Code Sample, a copy-pastable example if possible
d = pd.DataFrame()
try:
d.set_value(0, "c", [1,2,4])
except Exception:
print "Caught"
print d # c is now in d
Problem description
The above call set_value (correctly) fails and throw an exception. However, the dataframe has been modified. It has a new 'c' column of type float. Because the operation failed, it probably should have remained unchanged.
Expected Output
print d should print an empty dataframe.
Output of pd.show_versions()
Comment From: jreback
The well-defined and document indexers have these types of guarantees (e.g. .loc
), but these functions are being deprecated: https://github.com/pandas-dev/pandas/issues/15269
so unless someone puts forth a fix, this is won't fix.
Comment From: jreback
actually I spoke too soon about other operators. It depends if there are multiple operations or not. Though honestly you are pushing the boundaries here; these are not atomic operations. That said, if you'd like to push a fix would take it.

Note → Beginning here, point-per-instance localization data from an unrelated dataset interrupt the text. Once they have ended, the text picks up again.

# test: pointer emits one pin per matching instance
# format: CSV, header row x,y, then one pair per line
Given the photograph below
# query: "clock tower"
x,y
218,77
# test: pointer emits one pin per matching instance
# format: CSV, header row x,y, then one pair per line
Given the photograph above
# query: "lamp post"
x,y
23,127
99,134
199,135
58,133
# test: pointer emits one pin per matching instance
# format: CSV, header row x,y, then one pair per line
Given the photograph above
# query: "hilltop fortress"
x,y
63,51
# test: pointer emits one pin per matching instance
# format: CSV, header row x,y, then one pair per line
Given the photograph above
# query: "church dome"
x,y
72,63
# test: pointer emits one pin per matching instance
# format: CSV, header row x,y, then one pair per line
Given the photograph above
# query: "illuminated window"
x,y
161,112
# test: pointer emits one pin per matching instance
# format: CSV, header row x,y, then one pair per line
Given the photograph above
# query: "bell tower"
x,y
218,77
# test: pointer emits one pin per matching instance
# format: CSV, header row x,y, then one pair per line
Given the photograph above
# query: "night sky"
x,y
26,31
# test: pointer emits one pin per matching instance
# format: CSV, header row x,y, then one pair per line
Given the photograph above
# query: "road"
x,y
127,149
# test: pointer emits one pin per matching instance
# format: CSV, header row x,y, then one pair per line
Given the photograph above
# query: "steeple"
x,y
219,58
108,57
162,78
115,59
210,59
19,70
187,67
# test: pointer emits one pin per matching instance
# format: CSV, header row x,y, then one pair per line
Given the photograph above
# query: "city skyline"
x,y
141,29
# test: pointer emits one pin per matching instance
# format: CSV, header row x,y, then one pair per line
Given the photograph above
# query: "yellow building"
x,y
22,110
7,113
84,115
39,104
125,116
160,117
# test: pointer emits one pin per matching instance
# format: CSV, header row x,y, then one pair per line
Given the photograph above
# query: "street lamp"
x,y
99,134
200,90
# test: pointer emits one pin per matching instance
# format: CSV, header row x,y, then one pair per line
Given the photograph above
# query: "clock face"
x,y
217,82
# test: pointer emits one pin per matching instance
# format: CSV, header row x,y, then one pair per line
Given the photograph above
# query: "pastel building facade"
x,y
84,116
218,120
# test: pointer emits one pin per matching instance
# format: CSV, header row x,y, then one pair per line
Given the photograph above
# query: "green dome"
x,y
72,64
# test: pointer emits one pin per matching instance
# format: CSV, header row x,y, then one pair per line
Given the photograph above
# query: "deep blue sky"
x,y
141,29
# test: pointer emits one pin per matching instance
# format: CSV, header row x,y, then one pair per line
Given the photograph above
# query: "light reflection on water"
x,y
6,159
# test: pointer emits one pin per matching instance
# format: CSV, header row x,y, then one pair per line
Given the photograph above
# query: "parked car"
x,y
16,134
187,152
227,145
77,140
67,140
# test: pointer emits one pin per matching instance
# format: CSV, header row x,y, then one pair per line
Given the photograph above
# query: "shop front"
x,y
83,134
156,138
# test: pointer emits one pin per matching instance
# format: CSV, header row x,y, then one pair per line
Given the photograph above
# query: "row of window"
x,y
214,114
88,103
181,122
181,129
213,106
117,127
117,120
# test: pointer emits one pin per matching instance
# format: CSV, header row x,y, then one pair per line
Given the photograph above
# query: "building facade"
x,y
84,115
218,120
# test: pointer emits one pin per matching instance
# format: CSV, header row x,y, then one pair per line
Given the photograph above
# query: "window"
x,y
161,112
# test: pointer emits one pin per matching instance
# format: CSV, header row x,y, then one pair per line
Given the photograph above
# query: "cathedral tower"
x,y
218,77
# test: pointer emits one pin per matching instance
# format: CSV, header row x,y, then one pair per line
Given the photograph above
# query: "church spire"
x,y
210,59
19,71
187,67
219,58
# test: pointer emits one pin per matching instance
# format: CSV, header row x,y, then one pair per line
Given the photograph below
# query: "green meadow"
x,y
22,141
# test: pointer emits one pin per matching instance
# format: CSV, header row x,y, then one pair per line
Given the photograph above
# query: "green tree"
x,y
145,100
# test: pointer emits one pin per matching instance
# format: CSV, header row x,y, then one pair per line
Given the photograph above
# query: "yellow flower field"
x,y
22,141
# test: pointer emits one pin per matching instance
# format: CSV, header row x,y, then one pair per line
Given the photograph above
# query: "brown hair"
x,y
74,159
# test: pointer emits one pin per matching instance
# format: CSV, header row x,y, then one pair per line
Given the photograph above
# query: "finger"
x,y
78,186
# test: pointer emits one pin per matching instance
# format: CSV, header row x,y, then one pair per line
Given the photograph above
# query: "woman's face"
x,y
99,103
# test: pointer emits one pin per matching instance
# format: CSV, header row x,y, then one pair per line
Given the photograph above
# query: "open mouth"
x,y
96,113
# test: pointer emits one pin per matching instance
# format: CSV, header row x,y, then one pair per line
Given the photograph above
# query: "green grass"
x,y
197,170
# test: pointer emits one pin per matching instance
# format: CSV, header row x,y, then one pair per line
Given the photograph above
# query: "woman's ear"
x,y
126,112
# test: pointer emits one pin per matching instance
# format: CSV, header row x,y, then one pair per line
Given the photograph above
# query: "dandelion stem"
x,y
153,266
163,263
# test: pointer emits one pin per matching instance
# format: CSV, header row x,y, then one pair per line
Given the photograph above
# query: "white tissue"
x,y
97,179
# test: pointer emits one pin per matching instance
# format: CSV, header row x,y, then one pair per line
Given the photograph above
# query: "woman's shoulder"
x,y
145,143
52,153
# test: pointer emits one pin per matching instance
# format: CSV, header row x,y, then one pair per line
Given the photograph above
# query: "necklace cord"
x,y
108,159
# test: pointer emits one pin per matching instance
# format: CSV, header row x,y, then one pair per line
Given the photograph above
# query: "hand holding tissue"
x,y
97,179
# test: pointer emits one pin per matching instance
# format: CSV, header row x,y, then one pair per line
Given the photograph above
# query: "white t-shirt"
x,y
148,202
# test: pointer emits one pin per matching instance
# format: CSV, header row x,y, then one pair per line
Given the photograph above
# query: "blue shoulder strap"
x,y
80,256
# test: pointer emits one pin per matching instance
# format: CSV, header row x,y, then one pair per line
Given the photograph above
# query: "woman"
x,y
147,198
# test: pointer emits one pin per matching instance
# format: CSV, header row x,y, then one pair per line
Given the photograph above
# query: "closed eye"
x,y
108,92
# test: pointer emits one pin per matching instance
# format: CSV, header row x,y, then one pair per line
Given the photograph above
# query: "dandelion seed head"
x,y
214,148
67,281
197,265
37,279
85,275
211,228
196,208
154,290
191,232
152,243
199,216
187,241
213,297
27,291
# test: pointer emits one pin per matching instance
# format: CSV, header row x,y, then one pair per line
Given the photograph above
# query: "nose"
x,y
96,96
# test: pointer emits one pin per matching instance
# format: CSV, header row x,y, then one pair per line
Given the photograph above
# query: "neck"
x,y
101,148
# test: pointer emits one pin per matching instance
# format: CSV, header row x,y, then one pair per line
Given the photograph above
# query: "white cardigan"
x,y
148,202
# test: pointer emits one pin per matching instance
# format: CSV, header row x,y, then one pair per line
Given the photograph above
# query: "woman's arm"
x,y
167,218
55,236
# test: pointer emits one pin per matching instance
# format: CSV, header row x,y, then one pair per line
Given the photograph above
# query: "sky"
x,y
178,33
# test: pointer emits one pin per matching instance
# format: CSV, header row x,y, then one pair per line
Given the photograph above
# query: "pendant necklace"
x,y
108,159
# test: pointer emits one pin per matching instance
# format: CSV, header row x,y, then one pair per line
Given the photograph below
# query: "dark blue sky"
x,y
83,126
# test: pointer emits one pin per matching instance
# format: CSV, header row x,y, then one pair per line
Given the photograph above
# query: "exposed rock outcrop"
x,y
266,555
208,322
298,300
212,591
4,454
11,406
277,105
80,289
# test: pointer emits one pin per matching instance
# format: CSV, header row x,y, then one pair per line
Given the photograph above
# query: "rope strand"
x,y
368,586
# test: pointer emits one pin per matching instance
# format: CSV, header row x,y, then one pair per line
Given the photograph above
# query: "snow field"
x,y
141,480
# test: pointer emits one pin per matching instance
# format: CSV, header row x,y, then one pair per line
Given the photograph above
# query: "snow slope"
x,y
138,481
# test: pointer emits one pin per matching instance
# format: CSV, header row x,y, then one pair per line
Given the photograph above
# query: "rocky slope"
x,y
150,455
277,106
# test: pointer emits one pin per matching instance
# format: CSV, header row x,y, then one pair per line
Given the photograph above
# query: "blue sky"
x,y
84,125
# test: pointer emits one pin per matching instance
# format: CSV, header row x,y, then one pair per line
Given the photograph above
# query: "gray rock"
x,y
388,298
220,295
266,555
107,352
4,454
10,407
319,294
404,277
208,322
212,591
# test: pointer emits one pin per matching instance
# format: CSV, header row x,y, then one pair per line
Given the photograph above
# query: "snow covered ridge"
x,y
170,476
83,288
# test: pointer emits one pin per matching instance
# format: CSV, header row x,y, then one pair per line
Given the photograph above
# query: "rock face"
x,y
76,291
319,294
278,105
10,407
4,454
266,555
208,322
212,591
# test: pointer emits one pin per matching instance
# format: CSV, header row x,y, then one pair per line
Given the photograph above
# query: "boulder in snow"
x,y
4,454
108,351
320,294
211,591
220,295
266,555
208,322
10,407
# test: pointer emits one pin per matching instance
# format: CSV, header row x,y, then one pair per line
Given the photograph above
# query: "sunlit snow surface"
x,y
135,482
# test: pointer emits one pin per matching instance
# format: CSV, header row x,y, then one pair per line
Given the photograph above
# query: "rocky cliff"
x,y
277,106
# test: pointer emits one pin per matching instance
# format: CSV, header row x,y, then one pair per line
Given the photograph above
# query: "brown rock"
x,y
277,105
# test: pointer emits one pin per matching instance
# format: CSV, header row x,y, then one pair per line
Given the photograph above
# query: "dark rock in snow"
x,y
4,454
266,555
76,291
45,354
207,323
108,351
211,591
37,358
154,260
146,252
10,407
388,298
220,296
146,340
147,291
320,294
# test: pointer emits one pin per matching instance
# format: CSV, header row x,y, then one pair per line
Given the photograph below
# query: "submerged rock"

In [19]: d = pd.DataFrame()
In [20]: d.at[4,1] = [1,2,3]
ValueError: setting an array element with a sequence.
In [21]: d
Out[21]:
1
4 NaN
this is fine.
In [22]: d = pd.DataFrame()
...:
In [23]: d.loc[4] = [1,2,3]
ValueError: cannot set a frame with no defined columns
In [24]: d
Out[24]:
Empty DataFrame
Columns: []
Index: []
Comment From: jorisvandenbossche
@jreback the same happens with loc if you specify both dims:
In [29]: d = pd.DataFrame()
In [30]: d.loc[4, 3] = [1,2,3]
...
ValueError: setting an array element with a sequence.
In [31]: d
Out[31]:
3
4 NaN
Comment From: jreback
of course this is a 2 stage operation in implementation
Comment From: allComputableThings
... hmmm, so the caller should guess at the implementation to infer the behavior? Generally, any code that throws an exception if better off its it idempotent. Could we leave this as an open bug (clearly it shouldn't modify the dataframe, and is therefore a bug, even if the fix is not obvious).
Comment From: jorisvandenbossche
Given that the behaviour is also present in non-deprecated functionality (.at
, .loc
), I agree we can reopen this.
It will still need someone diving into it to fix it.
Comment From: bt-
Is the result from this example related? I was surprised that this did not return an error when the left side of the last assignment does.
d = pd.DataFrame({'A': [1, 2, 3], 'B': [4, 5, 6]})
# Gives KeyError: "['C', 'D'] not in index"
# d.loc[:, ['A', 'B', 'C', 'D']]
# Gives no error and adds columns 'C' and 'D' with NaNs
d.loc[:, ['A', 'B', 'C', 'D']] = pd.DataFrame({'A': [7, 8, 9], 'B': [10, 11, 12]})
d